Another option: starting from August 1, Bermuda will let foreigners work remotely on the island for a full year, after paying a $263 fee.
However, you may want to think twice if you plan to save money. Bermuda offers a very civilized and safe environment, but the cost of living in Bermuda can be higher than in New York City.
If island life isn’t your thing, the European country of Estonia has long been known as a tech-friendly innovator. It offered its e-Residency program to anyone willing to run an Estonian-based business remotely.
However, the program did not offer the possibility to actually live in Estonia.
Now, Estonia has announced a new “Digital Nomad Visa” for remote workers, allowing them to stay and work in the country for a full year.
And while Estonia’s northern climate and cold Baltic sea aren’t so tropical, its Digital Nomad Visa can be an excellent opportunity to spend a year in Europe and explore the rest of the continent.

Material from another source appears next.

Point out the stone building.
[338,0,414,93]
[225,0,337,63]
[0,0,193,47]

We expect a lot more countries – especially those with suffering tourism industries – to wake up to the realities of the 21st-century digital economy and to start rolling out similar offers.
Due to Covid, there are A LOT more people working from home, who have the freedom to pick up and move if they choose. And that could mean a huge wave of new digital nomads.
That’s pretty exciting. Digital Nomads have been voting with their feet for a long time, and rewarding the countries with the best policies and atmospheres.